SHORT U | ナノ

 シュガーラブ2

「後ろ乗って?」



タイヤの横の引っ掛ける所に2人乗り用の金具を付けて俺がチャリに跨った。

勿論ながら声をかけたのはユヅキ。

隣のえみちゃんも敬浩くんに「乗れよ」って言われてて。



「お邪魔しまーす!」



そう言って元気よくユヅキが肩に手をついて乗っかってきた。

真後ろにユヅキの温もりを感じて内心ドキッとする。



「ごめんね、重くて。ユヅキ漕ごうか?」

「いや全然軽いって!さすがにそれ俺が恥ずかしい!しっかり捕まっててね?」

「うん。お願いしまーす」



ユヅキを後ろに乗せたまま走り出した。

田舎道に入るまでは一列で漕いでるため、今ここは俺とユヅキ二人だけの世界。

前を走る敬浩くんとえみちゃんは何やら楽しそうに二人で会話をしていて。



「ねぇ直ちゃん!」



不意にユヅキがほんの少し顔を俺の耳に寄せて名前を呼んだ。



「え?」

「たかぼーってえみ狙いなの?ねぇねぇ…」

「あー…それね、それ…」

「うん、それ!教えてよユヅキだけに内緒で。

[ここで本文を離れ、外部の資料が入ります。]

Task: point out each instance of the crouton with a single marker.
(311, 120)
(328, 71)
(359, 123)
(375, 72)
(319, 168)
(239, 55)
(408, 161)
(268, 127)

知ってるでしょ?」

「…まぁ知ってるけど…」

「やっぱえみ狙い?」



顔を寄せるユヅキに、脳内で俺のデビルが微笑んだんだ。



「教えてもいいけどさ…」



チラっと後ろを向いて至近距離にユヅキを感じる。

息使いまでもが分かって本当はすげぇドキドキしちゃってるわけで。



「なぁに?」

「俺のお願い1個聞いてよ?」

「…お願い?直ちゃんの?それってユヅキにできること?」

「…ん〜ユヅキしかできないかな…」

「えっちなこと?」



まさかの質問に思わずブハっと吹き出した。



「キャッ!」



その拍子にバランスを崩しかけて慌てて立て直す。

だからか、ユヅキが首に腕を回して胸を背中に押し付けてギュっと俺にしがみついてきて…



「も〜直ちゃん前見て漕いでよね〜?」

「ごめんごめん、今のはごめん。でもユヅキが変なこと言うから…」

「えー図星じゃん?ユヅキに何するつもりなの?」

「…なにってその…」



何、して貰う?

黙りこくった俺の耳をムニュって引っ張るユヅキ。

いきなり触られてギャって思ったものの、色々変な想像ばっかしていたせいかどうにも心地よくて…



「耳舐めて!!!」



思わずそんな言葉をユヅキに放っていた。



「…ダメ?だよね…やっぱ」



無言のユヅキ。

黙っちゃったよ、おい。

まぁ当たり前に俺達付き合ってるわけでもねぇし。



「ウソウソ、冗談!」

「…直人」

「えっ!?」



急に名前を呼び捨てにされて。

いつも”直ちゃん”って可愛く呼んでくれるのも好きだけど、普段呼ばれない呼び捨てにドキっとする。



「はい…」



耳朶の指はそのまま穴の中に入ってコショコショってされる。

う…やばい…



「ちょ、ユヅキ…。平衡感覚なくなる…。今はダメッ…」

「直ちゃんはユヅキ以外の子にもそういうこと言うわけ?」



そう言いながらもユヅキは一度離した腕を首に巻きつけた。

後ろからギュっとユヅキに抱きつかれている幸せな俺。

後ろを振り返ろうとすると、すぐそこにユヅキの顔があって、思わず前を向いた。